1. Los comedores escolares. Si bien la educación en torno a la alimentación debe recaer sobre las familias, no se puede obviar la increíble función de este servicio. La labor de éstos resulta fundamental para muchas familias, tanto por una cuestión de conciliación familiar como por escasez de recursos. Para muchos alumnos esta será la comida más importante del día, con mayor variedad de alimentos y nutrientes, y donde puedan adquirir unos hábitos alimenticios. Por esta razón es tan importante que las administraciones controlen su funcionamiento y la la calidad del mismo, ya que tanto el espacio del comedor como el tiempo dedicado en él constituyen una fuente muy rica de aprendizajes:
- Coger y utilizar los cubiertos.
- Mantener el espacio limpio y ayudar a recoger.
- Ser respetuoso con las personas que nos sirven.
- Mantener un volumen de conversación adecuado.
- Disfrutar de la comida.
- Conocer distintos alimentos y distintas formas de preparación.
- Diferenciar los distintos grupos de alimentos.
- Reconocer el hambre y la saciedad.
- Valorar el hecho de poder comer y la importancia de no desperdiciar la comida.

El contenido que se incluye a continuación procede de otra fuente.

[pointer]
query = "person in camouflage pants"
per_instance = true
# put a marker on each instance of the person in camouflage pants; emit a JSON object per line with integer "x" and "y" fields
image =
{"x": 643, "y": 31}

¿Pero realmente los menús escolares son equilibrados? En mi opinión y según mi experiencia pueden ser mejorados aunque puede haber mucha diferencia de unos colegios a otros. Muchas veces depende de si se contrata a una empresa externa o de la formación que tengan los propios cocineros del colegio. Para compensar estos desequilibrios me ha parecido de gran utilidad y muy completa la guía Perseo de menús escolares, que además incluye distintas recomendaciones sobre técnicas culinarias y forma de servir los platos. ¡Todos sabemos que comemos antes con la vista y el olfato que por la boca!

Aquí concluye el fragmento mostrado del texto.